Title CEGAR: remove transitions in batches
Priority wish Status resolved
Superseder Nosy List jendrik, malte
Assigned To jendrik Keywords
Optional summary

Created on 2018-12-15.17:06:47 by jendrik, last changed by malte.

Messages
msg8399 (view) Author: malte Date: 2018-12-19.22:56:23
I'm not sure it's that much of a bottleneck (in the experimental results finding
the traces looks much more expensive), but if it is, you can probably do better
than replacing one O(n) algorithm by something better with appropriate data
structures. For example, you could probably do it in O(1) time with a lazy
approach that only replaces outdated transitions once they are encountered. With
a more holistic look at the operations required in the CEGAR loop, perhaps it
would also not be necessary to store the transitions in both directions.
msg8395 (view) Author: jendrik Date: 2018-12-19.10:47:54
Thanks for reviewing the code and the experimental results! I agree that I
should have pointed out the negative trends in more detail. The diff greatly
speeds up the rewiring process, which was (and still is for many tasks) the main
bottleneck of the CEGAR loop.

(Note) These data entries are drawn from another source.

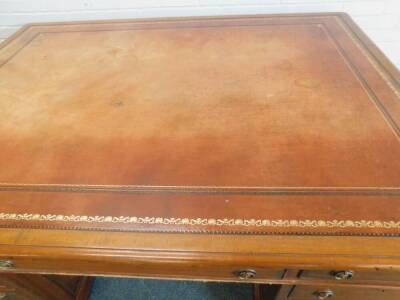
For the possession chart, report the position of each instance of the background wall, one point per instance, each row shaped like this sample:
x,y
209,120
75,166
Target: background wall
x,y
380,19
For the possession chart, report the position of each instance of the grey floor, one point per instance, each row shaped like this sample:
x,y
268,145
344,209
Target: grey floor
x,y
140,289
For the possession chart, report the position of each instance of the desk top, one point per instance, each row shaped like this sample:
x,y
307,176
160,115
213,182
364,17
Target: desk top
x,y
286,124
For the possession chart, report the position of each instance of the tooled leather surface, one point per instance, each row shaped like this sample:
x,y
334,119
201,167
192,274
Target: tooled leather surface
x,y
264,125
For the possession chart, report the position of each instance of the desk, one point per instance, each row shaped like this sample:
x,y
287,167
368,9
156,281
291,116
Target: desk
x,y
259,149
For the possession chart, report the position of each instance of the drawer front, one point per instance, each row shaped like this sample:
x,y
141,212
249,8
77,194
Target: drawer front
x,y
352,275
342,293
148,268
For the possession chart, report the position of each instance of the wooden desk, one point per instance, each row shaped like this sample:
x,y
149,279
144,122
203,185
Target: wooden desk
x,y
258,149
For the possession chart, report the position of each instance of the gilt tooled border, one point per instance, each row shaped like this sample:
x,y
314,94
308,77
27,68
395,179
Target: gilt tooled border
x,y
202,221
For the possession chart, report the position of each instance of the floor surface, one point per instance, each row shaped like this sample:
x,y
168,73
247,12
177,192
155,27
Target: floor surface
x,y
140,289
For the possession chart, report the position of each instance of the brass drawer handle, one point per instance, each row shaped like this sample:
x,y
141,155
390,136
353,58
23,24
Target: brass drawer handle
x,y
322,295
6,264
343,275
246,274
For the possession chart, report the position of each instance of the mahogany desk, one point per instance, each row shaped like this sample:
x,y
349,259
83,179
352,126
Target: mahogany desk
x,y
260,149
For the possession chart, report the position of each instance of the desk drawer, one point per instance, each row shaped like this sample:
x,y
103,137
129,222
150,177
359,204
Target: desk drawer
x,y
150,268
341,293
352,275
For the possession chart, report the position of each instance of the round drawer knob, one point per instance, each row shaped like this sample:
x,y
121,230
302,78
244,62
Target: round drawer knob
x,y
6,264
343,275
321,295
246,274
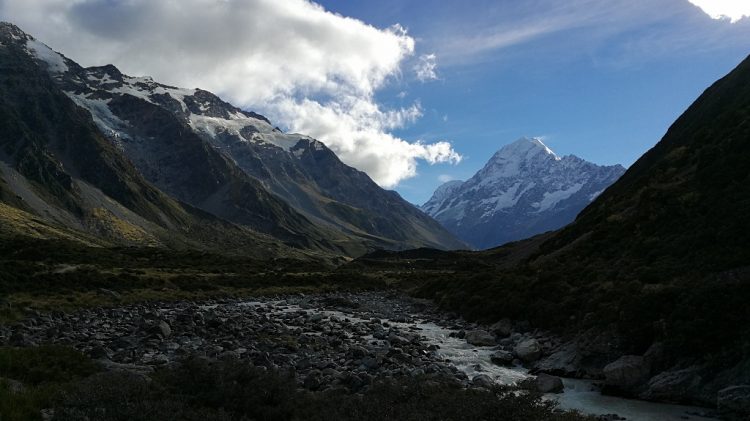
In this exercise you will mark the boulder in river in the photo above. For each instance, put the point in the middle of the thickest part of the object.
(543, 383)
(528, 351)
(503, 328)
(503, 358)
(482, 380)
(674, 385)
(480, 338)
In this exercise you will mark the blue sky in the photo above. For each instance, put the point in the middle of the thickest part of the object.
(414, 92)
(605, 86)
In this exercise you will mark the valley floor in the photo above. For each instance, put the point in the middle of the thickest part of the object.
(349, 345)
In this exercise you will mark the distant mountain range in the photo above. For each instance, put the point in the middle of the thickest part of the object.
(656, 269)
(93, 152)
(525, 189)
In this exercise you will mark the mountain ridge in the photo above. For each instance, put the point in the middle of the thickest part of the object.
(524, 189)
(234, 164)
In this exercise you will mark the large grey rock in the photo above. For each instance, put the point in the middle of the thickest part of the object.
(503, 328)
(626, 372)
(674, 385)
(548, 384)
(503, 358)
(565, 361)
(528, 351)
(733, 403)
(482, 380)
(480, 338)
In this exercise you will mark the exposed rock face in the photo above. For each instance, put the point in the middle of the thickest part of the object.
(480, 338)
(528, 351)
(548, 384)
(503, 358)
(627, 372)
(502, 328)
(675, 385)
(734, 403)
(524, 190)
(145, 144)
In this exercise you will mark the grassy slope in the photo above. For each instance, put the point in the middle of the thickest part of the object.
(661, 255)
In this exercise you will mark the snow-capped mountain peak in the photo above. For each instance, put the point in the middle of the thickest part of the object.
(523, 190)
(525, 148)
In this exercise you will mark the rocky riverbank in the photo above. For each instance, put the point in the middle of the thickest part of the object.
(330, 342)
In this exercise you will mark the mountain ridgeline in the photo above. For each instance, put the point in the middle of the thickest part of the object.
(658, 264)
(91, 151)
(524, 190)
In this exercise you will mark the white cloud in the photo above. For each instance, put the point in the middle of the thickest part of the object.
(426, 67)
(733, 10)
(360, 129)
(311, 70)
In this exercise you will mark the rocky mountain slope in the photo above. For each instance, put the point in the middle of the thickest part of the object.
(651, 281)
(201, 151)
(524, 189)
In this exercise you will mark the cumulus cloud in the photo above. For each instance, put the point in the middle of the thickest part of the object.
(361, 131)
(426, 67)
(313, 71)
(733, 10)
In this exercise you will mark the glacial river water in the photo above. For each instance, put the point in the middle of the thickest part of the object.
(580, 395)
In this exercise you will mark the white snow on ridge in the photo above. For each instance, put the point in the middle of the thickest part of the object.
(55, 62)
(109, 124)
(213, 126)
(551, 199)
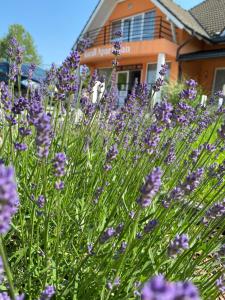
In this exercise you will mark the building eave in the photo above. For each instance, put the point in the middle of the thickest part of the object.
(199, 55)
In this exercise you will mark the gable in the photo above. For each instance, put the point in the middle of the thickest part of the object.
(108, 10)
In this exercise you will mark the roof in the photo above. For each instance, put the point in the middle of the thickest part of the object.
(184, 16)
(204, 20)
(211, 16)
(218, 53)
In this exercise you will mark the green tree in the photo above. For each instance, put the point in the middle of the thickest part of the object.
(25, 40)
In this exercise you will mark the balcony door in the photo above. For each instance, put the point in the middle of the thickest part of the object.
(219, 80)
(122, 84)
(136, 28)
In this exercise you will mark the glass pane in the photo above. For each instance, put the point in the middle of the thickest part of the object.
(116, 26)
(149, 25)
(126, 30)
(122, 81)
(220, 80)
(137, 28)
(151, 74)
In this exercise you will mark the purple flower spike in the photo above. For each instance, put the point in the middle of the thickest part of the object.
(220, 283)
(43, 138)
(48, 293)
(180, 243)
(109, 233)
(158, 289)
(151, 187)
(41, 201)
(150, 226)
(20, 147)
(59, 163)
(8, 197)
(59, 185)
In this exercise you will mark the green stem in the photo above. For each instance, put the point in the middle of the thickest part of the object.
(7, 269)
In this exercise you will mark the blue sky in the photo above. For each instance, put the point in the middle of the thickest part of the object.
(54, 24)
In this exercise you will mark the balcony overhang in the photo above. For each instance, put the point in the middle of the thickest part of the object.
(133, 50)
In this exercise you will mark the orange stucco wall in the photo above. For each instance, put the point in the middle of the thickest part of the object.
(203, 71)
(144, 52)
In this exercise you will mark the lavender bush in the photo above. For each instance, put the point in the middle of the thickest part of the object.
(105, 203)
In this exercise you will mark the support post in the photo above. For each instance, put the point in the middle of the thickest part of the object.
(161, 61)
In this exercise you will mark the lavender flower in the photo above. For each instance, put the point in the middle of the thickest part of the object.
(20, 147)
(159, 289)
(171, 157)
(221, 132)
(31, 70)
(151, 187)
(59, 163)
(220, 283)
(160, 81)
(150, 226)
(48, 293)
(216, 210)
(163, 112)
(43, 138)
(59, 185)
(25, 131)
(8, 197)
(186, 291)
(41, 201)
(191, 92)
(180, 243)
(192, 181)
(115, 283)
(111, 155)
(116, 48)
(2, 271)
(109, 233)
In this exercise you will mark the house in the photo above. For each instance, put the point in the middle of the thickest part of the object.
(191, 42)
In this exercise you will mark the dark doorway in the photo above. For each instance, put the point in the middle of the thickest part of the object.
(135, 78)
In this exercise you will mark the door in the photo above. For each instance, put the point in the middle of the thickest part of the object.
(219, 80)
(135, 79)
(122, 84)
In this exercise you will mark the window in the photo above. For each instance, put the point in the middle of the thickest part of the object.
(149, 25)
(105, 73)
(136, 28)
(219, 80)
(126, 30)
(116, 26)
(152, 76)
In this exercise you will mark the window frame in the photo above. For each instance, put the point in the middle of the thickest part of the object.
(132, 25)
(155, 63)
(214, 79)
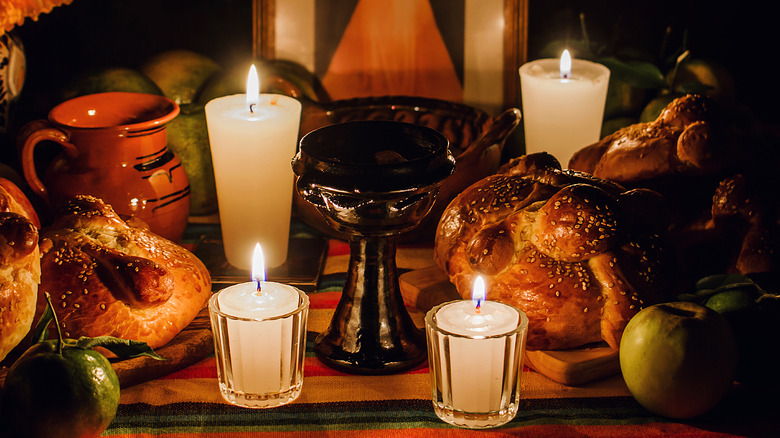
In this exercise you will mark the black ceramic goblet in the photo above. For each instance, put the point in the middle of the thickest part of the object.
(372, 180)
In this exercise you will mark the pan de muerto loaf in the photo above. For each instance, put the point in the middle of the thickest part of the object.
(717, 180)
(116, 278)
(579, 255)
(688, 137)
(20, 266)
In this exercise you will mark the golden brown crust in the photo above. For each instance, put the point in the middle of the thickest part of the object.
(20, 269)
(110, 277)
(686, 138)
(564, 247)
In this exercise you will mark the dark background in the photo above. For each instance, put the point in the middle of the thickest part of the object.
(91, 34)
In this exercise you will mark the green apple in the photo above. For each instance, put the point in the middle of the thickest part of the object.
(188, 137)
(678, 359)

From my point of view, this is very nice to have,
even if one of the landmarks+goals configurations solves 5 fewer tasks. Now that
the rewiring takes less time, I think it allows us to look into speeding up the
computation of traces in a separate issue. 

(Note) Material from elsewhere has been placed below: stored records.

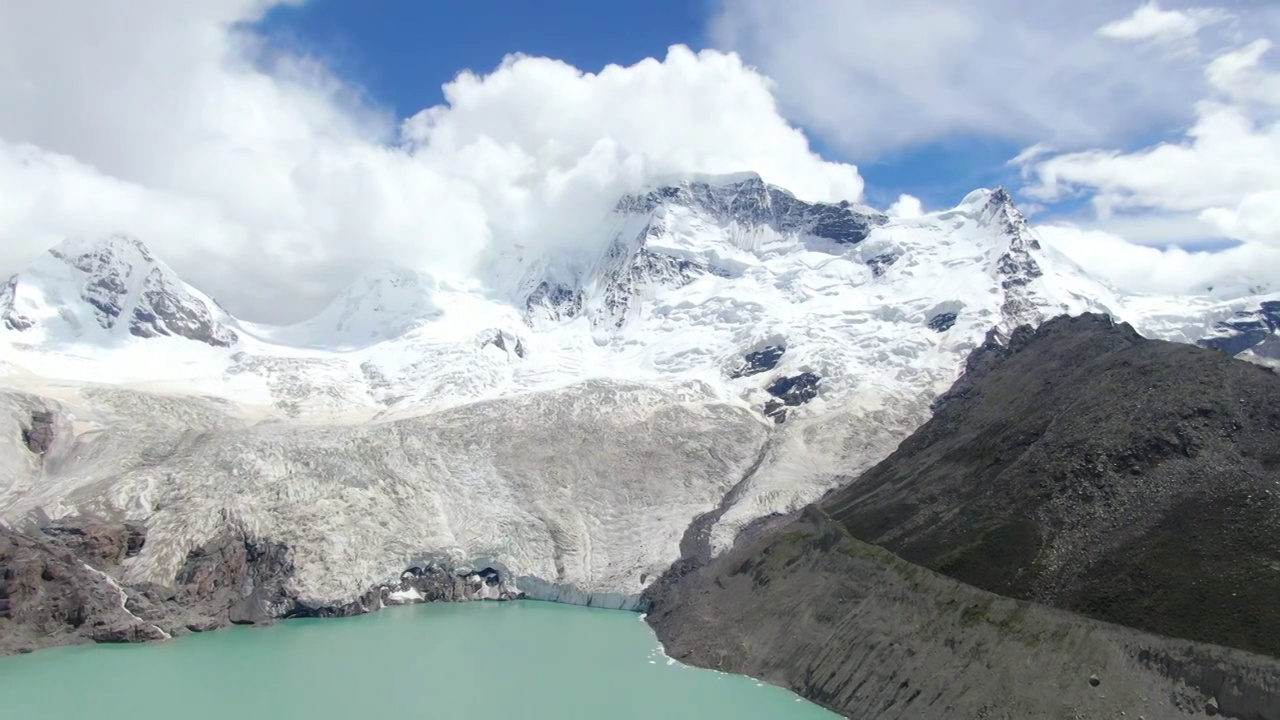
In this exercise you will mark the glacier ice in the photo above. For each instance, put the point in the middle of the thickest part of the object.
(567, 425)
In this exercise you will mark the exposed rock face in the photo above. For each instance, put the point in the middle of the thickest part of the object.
(1089, 469)
(58, 587)
(752, 201)
(122, 286)
(163, 310)
(868, 634)
(759, 361)
(942, 322)
(1077, 465)
(39, 436)
(49, 596)
(790, 392)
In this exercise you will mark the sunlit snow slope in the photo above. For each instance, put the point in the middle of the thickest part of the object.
(567, 425)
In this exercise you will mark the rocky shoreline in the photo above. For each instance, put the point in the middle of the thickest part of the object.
(862, 632)
(58, 586)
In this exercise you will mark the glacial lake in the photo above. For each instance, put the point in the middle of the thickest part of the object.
(528, 660)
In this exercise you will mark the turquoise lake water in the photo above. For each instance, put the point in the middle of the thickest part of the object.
(521, 660)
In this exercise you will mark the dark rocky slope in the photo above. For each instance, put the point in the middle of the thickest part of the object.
(1078, 465)
(1089, 469)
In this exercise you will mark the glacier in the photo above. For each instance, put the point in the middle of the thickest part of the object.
(727, 352)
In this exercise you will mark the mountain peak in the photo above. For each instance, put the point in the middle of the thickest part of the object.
(95, 286)
(380, 304)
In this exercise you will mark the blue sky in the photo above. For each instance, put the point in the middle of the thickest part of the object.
(402, 51)
(220, 154)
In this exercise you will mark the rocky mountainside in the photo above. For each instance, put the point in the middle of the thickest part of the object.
(1077, 465)
(1089, 469)
(722, 351)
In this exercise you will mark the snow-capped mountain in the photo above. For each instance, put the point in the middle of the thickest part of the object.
(96, 290)
(1253, 332)
(730, 351)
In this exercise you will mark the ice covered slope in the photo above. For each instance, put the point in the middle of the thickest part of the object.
(759, 341)
(684, 282)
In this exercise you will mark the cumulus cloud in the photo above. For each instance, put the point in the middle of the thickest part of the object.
(873, 76)
(906, 206)
(269, 182)
(1225, 171)
(1234, 272)
(1220, 181)
(1151, 22)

For completeness, using a single call to unordered_set::insert() instead of
count()+insert() speeds up rewiring a little bit:
https://ai.dmi.unibas.ch/_tmp_files/seipp/issue880-v2-issue880-v1-issue880-v2-compare.html

I merged the issue branch.
msg8384 (view) Author: malte Date: 2018-12-18.15:07:11
I left some comments on bitbucket.

Regarding the experimental results, the analysis comes across as a bit biased.
It only gives the good news and doesn't mention that there is also bad news. In
general, it would be great if a basic assessment of an issue could be done based
on what is mentioned in the issue tracker, without having to dig into the
detailed results. This could make many reviewing tasks much faster. But for this
the description would have to be fair, and it looks a bit cherry-picky to me.
(That can very easily happen accidentally; no complaints!)

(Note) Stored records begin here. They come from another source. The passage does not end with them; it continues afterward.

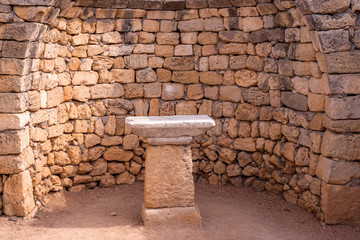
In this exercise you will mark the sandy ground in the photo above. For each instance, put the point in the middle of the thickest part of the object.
(227, 212)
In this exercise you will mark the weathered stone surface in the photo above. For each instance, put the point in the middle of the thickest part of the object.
(12, 164)
(106, 91)
(340, 204)
(337, 171)
(14, 142)
(14, 121)
(342, 108)
(173, 163)
(341, 146)
(340, 62)
(22, 31)
(324, 6)
(245, 144)
(295, 101)
(18, 196)
(117, 154)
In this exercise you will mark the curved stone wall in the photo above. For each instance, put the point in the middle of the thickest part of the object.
(280, 78)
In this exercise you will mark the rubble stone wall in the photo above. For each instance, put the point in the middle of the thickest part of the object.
(280, 78)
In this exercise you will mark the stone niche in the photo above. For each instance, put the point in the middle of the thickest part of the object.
(279, 78)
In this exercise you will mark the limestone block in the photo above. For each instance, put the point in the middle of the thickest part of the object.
(342, 108)
(168, 177)
(106, 91)
(337, 171)
(343, 83)
(117, 154)
(14, 49)
(14, 121)
(295, 101)
(123, 75)
(159, 15)
(55, 97)
(171, 216)
(186, 108)
(13, 102)
(340, 62)
(21, 31)
(323, 6)
(37, 14)
(334, 40)
(185, 77)
(245, 144)
(172, 91)
(128, 25)
(15, 66)
(120, 50)
(18, 199)
(12, 164)
(81, 93)
(134, 90)
(193, 25)
(145, 75)
(234, 36)
(230, 93)
(13, 83)
(130, 13)
(211, 78)
(176, 126)
(85, 78)
(340, 204)
(136, 61)
(341, 146)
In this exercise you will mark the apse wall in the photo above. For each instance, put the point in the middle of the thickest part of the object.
(278, 77)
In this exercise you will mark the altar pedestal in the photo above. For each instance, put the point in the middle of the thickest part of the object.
(169, 186)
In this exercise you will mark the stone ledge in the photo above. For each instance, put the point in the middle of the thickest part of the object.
(171, 216)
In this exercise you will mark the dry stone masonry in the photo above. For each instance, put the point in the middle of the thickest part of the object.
(279, 77)
(169, 193)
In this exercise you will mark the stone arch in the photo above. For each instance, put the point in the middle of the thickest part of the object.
(334, 95)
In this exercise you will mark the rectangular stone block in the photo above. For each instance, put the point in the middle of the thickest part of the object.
(13, 83)
(14, 49)
(15, 66)
(14, 121)
(168, 177)
(337, 171)
(106, 91)
(344, 83)
(13, 102)
(14, 142)
(342, 108)
(12, 164)
(340, 62)
(22, 31)
(18, 198)
(341, 126)
(341, 146)
(340, 204)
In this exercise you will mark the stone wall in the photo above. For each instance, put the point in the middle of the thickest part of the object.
(279, 77)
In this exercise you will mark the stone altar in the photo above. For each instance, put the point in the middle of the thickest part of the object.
(169, 185)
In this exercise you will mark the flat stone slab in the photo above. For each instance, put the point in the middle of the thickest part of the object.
(170, 126)
(171, 216)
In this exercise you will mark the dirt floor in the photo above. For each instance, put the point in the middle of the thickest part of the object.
(227, 212)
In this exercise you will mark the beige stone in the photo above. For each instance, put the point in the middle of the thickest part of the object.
(117, 154)
(18, 196)
(157, 193)
(340, 203)
(186, 108)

To illustrate the point, let me focus on the negative outcomes instead:

With the same argument ("it performs worse") with which we discard the two 10M
configurations and focus only on the 1M results, we could instead discard the
two "original" configurations and focus only on "landmarks-goal". That argument
would perhaps be even more valid than the one for discarding the 10M results
because the amount by which "landmarks-goal" outperforms "original" is much
larger than the amount by which 1M outperforms 10M.

The good 1M configuration outperforms 10M by only 2 tasks -- not enough evidence
that increasing the abstraction size is a bad idea in general. After all, if you
increase the amount of time/memory for something, a factor of 10 is a large
jump. 1M might very well be too low even if 10M is too high. If we see good
results (+2 coverage) for landmarks-goal-1M and bad results (-5 coverage) for
landmarks-goal-10M, do we hurt or help our good landmarks-goal config?

Beyond coverage, if we focus on the two landmarks-goal configs, we see an
overall loss in all scores other than total time. The overall time for finding
flaws and for finding traces increases, rather than decreasing. None of these is
alarming, but is it not worth mentioning? Heuristic quality becomes generally
worse, also for the best overall config (with 1M). Given how close the
landmarks-goal 1M and 10M configs are in the baseline and given that both of
them suffer in heuristics quality in this change and the change negatively
affects coverage overall, I don't think it looks like such a clear win.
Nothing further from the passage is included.